The president, his lawyers and the security cluster in the Cabinet, which is comprised of the Minister of Police, the Minister of Defence and Military Veterans, the Minister of Justice and Correctional Services, the Minister of Home Affairs and the Minister of State Security, raised questions about the Public Protector’s conclusions and eventually took her to court in 2013 for not giving them enough time to study the report before it was released to the public.
For a while, it looked as though the Constitutional Court, where the matter eventually ended up, would rule in favour of the president. This view was driven by some observers who feared that Chief Justice Mogoeng Mogoeng– who was appointed by the president in 2011 and initially thought to be close to him – would rule in his favour. However, any doubts were removed when the Constitutional Court of South Africa ruled that the president’s failure to repay the money violated the Constitution.
In his ruling, the Chief Justice described the Public Protector as the biblical David who had gone against the mighty Goliath and emerged victorious.
The powerful Gupta family – an Indian-South African business family whose most notable members are the brothers Ajay, Atul and Rajesh “Tony” Gupta as well as Atul Gupta’s nephew Varun Gupta –have become notorious for their allegedly close relationship with the president
Mogoeng said the Public Protector’s report and remedial actions had only been directed at Zuma and he had been expected to address the issues without any interference by the ANC-dominated National Assembly. He found that the president and the National Assembly had violated the Constitution by setting aside the Public Protector’s suggestions for remedial action. The judgment said that the president would have to personally pay the amount determined by the National Treasury.

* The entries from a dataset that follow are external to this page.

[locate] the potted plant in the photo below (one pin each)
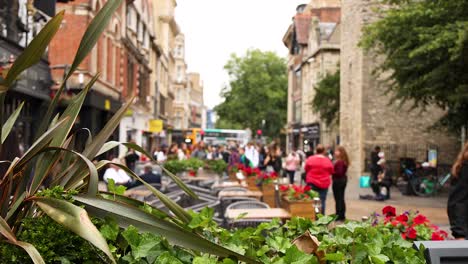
(251, 175)
(266, 182)
(297, 199)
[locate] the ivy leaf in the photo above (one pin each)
(335, 256)
(294, 255)
(167, 258)
(280, 244)
(110, 230)
(380, 259)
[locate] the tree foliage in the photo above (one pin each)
(257, 91)
(425, 43)
(326, 101)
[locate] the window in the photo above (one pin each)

After the Constitutional Court judgment, President Zuma went on national television and apologised to South Africans in an effort to draw a line under the long-running scandal. He said he would abide by a court ruling that he must repay government money spent on upgrading his rural home.
In June, the Treasury determined that the president should pay R7.8 million (about $550,000) for the non-security upgrades, after the Constitutional Court in March ordered Zuma to pay back some of the R248 million of state money spent upgrading his private home.

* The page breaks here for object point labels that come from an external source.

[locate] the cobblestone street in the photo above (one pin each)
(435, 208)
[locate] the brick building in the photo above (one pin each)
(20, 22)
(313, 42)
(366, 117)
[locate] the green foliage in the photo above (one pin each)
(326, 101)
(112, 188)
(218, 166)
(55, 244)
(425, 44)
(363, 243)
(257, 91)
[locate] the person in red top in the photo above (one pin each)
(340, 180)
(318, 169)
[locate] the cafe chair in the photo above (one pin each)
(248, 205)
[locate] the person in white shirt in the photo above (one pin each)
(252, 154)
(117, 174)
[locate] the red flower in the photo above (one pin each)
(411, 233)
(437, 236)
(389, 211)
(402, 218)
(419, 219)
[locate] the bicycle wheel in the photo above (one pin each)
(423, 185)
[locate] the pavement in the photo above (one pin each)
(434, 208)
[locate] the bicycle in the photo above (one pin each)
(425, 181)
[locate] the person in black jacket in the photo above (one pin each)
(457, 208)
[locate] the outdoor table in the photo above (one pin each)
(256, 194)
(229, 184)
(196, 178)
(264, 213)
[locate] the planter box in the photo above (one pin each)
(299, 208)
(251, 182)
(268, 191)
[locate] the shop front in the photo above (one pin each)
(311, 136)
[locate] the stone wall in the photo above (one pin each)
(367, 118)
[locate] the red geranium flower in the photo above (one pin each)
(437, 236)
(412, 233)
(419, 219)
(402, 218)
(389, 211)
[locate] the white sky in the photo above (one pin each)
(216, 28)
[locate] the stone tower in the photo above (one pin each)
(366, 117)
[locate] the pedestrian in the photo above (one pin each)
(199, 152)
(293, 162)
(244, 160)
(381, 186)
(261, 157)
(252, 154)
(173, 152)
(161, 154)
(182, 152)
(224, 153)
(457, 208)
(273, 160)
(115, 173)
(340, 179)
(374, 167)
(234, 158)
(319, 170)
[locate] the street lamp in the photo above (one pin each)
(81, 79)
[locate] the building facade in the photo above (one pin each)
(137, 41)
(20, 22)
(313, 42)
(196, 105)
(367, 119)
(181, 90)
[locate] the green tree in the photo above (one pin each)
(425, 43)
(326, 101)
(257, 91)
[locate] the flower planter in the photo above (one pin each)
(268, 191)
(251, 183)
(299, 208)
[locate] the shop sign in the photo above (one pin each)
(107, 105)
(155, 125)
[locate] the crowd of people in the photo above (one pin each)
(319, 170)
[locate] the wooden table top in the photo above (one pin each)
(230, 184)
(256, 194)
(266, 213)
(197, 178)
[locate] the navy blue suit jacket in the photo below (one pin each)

In September, in line with the court order issued in March, the president took a loan from a bank and paid off the R7.8 million for the non-security upgrades to his private Nkandla home. The amount he paid was calculated in line with 2009 prices, which is when the project started.
THEN ALONG CAME AJAY, ATUL, RAJ AND THE BOYS
If the president thought that the Nkandla matter would end and he would get some respite now that he had paid back the money, he was mistaken.
Controversies continue to dog his presidency from all sides; Thursday November 10, 2016, he survived yet another opposition-sponsored vote of no-confidence in Parliament.
Meanwhile, the news cycle is currently based on Thuli Madonsela’s final report as the Public Protector dealt with the burning issue of “state capture” – a type of systemic political corruption in which private interests significantly influence a state’s decision-making processes to their own advantage through unobvious channels, that may not be illegal.
In her sights with this report were the powerful Gupta family – an Indian-South African business family whose most notable members are the brothers Ajay, Atul and Rajesh “Tony” Gupta as well as Atul Gupta’s nephew Varun Gupta – who have become notorious for their allegedly close relationship with the president.
While every attack on the president is viewed by some as another nail in his coffin, his detractors would do well to remember that the president’s Zulu name is Gedleyihlekisa, which has been translated as ‘The one who smiles while grinding his enemies.’ President Zuma is not down and seems far from out.